Frankreich: Die Gewalt der verunsicherten Staatsmacht


Polizisten der CRS (Compagnies Républicaines de Sécurité; deutsch Sicherheitskompanien der Republik). Archivbild (2007): David Monniaux / CC BY-SA 3.0
„Schüler auf Knien vor der Polizei“ – kurz vor dem 4. Akt der Proteste der Gelben Westen sorgen Videos mit polizeilichen Gewaltakten für den nächsten Wirbel

Thomas Pany | TELEPOLIS

Sechs Fußballmatches der ersten Liga wurden abgesagt. Das mag als weniger wichtig erscheinen angesichts dessen, was es sonst an Ereignissen zu den Protesten in Frankreich zu melden gäbe. Aber wenn das Milliardengeschäft der größten Unterhaltungsbranche derart durcheinandergebracht wird, dass schon über der Absage eines ganzen Spieltags diskutiert wird, so ist das ein weiteres Zeichen dafür, dass die Alarmstufe im Nachbarland mittlerweile auf glühend rot steht.
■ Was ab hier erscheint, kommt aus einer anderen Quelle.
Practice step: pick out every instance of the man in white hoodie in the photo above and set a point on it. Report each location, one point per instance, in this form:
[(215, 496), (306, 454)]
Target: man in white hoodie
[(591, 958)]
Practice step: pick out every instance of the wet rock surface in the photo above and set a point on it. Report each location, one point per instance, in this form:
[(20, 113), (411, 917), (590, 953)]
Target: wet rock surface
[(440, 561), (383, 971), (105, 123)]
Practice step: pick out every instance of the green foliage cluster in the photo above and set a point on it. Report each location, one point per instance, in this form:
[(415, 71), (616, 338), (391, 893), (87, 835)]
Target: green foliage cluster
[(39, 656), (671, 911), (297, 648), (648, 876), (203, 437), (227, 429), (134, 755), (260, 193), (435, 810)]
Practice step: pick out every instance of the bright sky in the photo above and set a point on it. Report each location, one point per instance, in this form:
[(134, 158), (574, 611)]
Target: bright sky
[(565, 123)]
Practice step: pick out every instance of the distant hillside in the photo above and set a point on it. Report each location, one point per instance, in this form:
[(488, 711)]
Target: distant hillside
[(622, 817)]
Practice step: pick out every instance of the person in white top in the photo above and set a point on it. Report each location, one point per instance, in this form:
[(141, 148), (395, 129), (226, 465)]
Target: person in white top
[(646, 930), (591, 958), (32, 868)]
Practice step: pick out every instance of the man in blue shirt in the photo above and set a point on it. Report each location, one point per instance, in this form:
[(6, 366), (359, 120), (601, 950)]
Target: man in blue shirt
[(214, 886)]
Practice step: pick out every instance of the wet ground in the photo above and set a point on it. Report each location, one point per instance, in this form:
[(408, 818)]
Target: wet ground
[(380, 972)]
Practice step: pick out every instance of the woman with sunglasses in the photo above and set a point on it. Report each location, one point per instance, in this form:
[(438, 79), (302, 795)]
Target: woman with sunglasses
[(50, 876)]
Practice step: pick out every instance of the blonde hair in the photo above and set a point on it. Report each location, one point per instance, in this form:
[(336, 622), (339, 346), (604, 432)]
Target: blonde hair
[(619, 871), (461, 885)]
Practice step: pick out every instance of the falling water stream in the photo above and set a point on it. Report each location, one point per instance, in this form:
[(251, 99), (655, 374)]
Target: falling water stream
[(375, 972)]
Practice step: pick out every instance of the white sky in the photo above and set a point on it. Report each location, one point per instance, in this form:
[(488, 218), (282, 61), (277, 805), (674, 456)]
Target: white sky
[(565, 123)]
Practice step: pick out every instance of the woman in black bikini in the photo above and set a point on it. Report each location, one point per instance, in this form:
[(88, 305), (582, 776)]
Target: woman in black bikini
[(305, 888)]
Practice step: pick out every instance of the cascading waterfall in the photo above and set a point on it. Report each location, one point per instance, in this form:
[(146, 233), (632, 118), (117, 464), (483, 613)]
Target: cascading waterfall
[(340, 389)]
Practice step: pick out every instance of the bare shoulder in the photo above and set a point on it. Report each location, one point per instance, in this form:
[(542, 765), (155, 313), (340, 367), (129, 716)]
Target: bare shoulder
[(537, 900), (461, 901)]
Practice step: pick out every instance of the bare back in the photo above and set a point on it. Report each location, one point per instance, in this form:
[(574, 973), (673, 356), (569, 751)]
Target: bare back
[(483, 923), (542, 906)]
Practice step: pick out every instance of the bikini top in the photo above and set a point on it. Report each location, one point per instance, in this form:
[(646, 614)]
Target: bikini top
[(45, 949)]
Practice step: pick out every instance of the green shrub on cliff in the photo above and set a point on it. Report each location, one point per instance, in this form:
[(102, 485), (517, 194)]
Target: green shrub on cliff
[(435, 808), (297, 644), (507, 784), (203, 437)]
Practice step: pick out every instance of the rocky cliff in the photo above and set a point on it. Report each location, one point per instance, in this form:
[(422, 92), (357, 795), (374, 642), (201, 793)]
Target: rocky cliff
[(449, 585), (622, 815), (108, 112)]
Wer hätte bei der ersten Ankündigung der Proteste der Gelben Westen Mitte November gedacht, dass sie das ganze Land derart erfassen können? Die Nervosität ist, wie nicht nur Medienberichten, sozialen Netzwerken, sondern auch Gesprächen mit Franzosen zu entnehmen ist, sehr groß.

Alle Aufmerksamkeit ist auf die Proteste am kommenden Samstag ausgerichtet. Befürchtet wird einerseits, dass es zu einem gewalttätigen „Showdown“ zwischen den extremistischen Krawalltruppen und der riesigen Menge an Einsatzbeamten kommen könnte. 89.000 Polizisten und andere Ordnungskräfte werden mobilisiert. Dazu ist immer wieder die Rede davon, dass auch die Armee bereitstehen würde.